Para a vice-presidente do Grupo PPE, a maior reforma económica de que a Europa precisa não passa por mais endividamento, mas antes pela capacidade de remover obstáculos que os próprios Estados-Membros e instituições foram acumulando ao longo dos anos. “A maior reforma que a Europa tem de fazer não exige um euro de dívida. Exige coragem política para derrubar as fronteiras internas que nós próprios criámos”, afirmou Lídia Pereira.

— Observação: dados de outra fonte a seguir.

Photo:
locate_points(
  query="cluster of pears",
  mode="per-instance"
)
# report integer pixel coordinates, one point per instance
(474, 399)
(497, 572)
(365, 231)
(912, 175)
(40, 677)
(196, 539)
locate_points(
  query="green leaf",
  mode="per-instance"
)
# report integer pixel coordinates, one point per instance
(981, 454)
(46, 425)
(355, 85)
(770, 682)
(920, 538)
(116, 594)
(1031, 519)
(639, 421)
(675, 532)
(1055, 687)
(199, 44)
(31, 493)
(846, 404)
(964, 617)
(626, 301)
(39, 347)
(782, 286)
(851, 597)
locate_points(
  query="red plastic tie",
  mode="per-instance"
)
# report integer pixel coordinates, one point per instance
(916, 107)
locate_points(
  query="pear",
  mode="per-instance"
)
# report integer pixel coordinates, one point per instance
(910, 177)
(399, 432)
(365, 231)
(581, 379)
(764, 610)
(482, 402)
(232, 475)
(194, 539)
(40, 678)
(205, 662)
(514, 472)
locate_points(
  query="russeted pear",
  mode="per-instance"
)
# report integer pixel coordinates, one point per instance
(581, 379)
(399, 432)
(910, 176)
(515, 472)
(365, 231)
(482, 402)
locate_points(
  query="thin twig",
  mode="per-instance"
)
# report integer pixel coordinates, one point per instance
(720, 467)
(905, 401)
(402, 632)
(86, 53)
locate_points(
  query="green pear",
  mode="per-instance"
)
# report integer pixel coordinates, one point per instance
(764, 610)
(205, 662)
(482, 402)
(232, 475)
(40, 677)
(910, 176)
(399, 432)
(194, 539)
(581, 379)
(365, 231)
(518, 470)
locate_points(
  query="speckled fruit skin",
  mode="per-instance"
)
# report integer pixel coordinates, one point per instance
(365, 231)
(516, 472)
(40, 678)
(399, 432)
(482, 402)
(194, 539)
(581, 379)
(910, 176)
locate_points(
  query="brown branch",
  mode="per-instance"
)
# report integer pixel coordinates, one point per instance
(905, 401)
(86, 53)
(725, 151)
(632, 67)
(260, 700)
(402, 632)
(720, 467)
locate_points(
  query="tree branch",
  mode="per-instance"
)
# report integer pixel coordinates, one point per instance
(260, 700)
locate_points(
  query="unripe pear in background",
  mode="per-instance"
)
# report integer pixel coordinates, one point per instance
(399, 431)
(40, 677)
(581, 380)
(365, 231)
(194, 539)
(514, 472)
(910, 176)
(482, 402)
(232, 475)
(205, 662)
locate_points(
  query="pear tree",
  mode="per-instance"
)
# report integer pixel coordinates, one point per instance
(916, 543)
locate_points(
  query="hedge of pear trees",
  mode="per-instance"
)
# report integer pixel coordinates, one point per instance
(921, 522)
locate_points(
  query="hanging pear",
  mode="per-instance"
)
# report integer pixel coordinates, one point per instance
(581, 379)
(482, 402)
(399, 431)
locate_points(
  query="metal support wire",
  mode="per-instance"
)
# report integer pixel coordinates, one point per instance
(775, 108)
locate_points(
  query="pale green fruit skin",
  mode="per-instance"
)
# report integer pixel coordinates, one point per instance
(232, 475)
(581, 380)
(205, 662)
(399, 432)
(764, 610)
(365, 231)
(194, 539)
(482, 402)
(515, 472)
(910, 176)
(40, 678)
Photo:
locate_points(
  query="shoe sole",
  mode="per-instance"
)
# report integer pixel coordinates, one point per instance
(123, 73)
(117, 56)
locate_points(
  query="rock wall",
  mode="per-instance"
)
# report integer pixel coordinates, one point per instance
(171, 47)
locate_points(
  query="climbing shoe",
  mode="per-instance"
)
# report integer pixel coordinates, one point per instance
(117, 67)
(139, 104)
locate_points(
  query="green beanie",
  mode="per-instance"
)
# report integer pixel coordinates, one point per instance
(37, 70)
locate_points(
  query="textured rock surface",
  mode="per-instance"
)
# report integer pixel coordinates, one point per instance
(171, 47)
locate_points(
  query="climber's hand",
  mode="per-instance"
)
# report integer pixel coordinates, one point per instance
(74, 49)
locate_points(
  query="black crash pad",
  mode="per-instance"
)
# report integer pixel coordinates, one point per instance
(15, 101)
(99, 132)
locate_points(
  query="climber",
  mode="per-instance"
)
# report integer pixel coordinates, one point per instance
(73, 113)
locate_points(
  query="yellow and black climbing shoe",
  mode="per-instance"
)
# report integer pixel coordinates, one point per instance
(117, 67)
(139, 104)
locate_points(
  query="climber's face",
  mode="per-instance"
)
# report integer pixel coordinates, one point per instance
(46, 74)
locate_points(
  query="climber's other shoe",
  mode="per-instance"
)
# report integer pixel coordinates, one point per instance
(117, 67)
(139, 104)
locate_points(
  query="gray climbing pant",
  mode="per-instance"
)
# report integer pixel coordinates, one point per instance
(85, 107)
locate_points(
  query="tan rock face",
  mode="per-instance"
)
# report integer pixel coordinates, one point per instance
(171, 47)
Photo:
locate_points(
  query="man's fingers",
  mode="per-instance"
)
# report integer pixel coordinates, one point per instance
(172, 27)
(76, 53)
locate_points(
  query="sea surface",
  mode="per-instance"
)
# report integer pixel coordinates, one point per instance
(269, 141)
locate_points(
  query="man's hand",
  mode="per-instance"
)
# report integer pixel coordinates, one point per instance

A eurodeputada do PSD sublinhou que o impacto dessas barreiras se sente diretamente na economia real, sobretudo nas pequenas e médias empresas, que enfrentam regras duplicadas, falta de previsibilidade e entraves à expansão dentro do próprio espaço europeu. “Cada barreira que mantemos é um emprego que perdemos. Cada regulamento duplicado é uma PME que desiste de exportar. Cada ano de hesitação é uma startup europeia que escala fora da Europa”, alertou.
Na intervenção, Lídia Pereira defendeu três prioridades para desbloquear o potencial do Mercado Único. Em primeiro lugar, simplificar a legislação, com menos burocracia e maior foco na competitividade, em especial para as PME. Em segundo lugar, concluir a União da Poupança e do Investimento, de forma a garantir que o capital europeu financia empresas europeias. Por fim, integrar de forma efetiva o mercado interno dos serviços, da energia e do digital, setores decisivos para a autonomia económica e estratégica da União.
A social-democrata considerou que as empresas europeias não pedem tratamento privilegiado, mas sim um enquadramento claro, estável e coerente. “As nossas empresas, sobretudo as PME, não pedem subsídios. Pedem regras claras, estáveis e iguais para todos. Pedem previsibilidade. Pedem que a Europa seja, finalmente, um mercado à altura da sua ambição”, afirmou.
Lídia Pereira concluiu com um apelo a uma mudança de ritmo na resposta europeia, defendendo que o tempo da hesitação tem de dar lugar à ação. “Já lá vai o tempo dos diagnósticos. Este é o tempo das decisões.”